Our Lady of Morteyn, sculptured in the cold stone above the shrine, had looked with her wide stone eyes on many lovers, and had known they were lovers because their piety was as sudden as it was fervid.
Twice a day Jack's riding-cap was reverently doffed as he drew bridle before the shrine, going and coming from Paradise.
At evening, too, when the old vicomte slept on his pillow and the last light went out in the stables, Our Lady of Morteyn saw a very young man sitting, with his head in his hands, at her feet; and he took no harm from the cold stones, because Our Lady of Morteyn is gentle and gracious, and the summer nights were hot in the province of Lorraine.

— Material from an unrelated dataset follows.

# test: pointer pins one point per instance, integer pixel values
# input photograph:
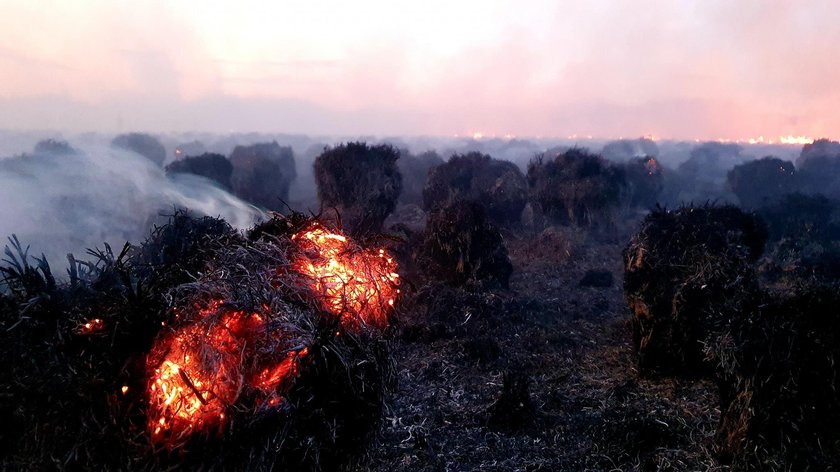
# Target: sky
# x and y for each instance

There had been little stir or excitement in Morteyn. Even in Saint-Lys, where all day and all night the troop-trains rushed by, the cheers of the war-bound soldiers leaning from the flying cars were becoming monotonous in the ears of the sober villagers. When the long, flat cars, piled with cannon, passed, the people stared at the slender guns, mute, canvas-covered, tilted skyward. They stared, too, at the barred cars, rolling past in interminable trains, loaded with horses and canvas-jacketed troopers who peered between the slats and shouted to the women in the street. Other trains came and went, trains weighted with bellowing cattle or huddled sheep, trains choked with small square boxes marked "Cartouches" or "Obus--7^me"; trains piled high with grain or clothing, or folded tents packed between varnished poles and piles of tin basins. Once a little excitement came to Saint-Lys when a battalion of red-legged infantry tramped into the village square and stacked rifles and jeered at the mayor and drank many bottles of red wine to the health of the shy-eyed girls peeping at them from every lattice. But they were only waiting for the next train, and when it came their bugles echoed from the bridge to the square, and they went away--went where the others had gone--laughing, singing, cheering from the car-windows, where the sun beat down on their red caps, and set their buttons glittering like a million swarming fire-flies.
The village life, the daily duties, the dull routine from the vineyard to the grain-field, and from the étang to the forest had not changed in Saint-Lys.
There might be war somewhere; it would never come to Saint-Lys. There might be death, yonder towards the Rhine--probably beyond it, far beyond it. What of it? Death comes to all, but it comes slowly in Saint-Lys; and the days are long, and one must eat to live, and there is much to be done between the rising and the setting of a peasant's sun.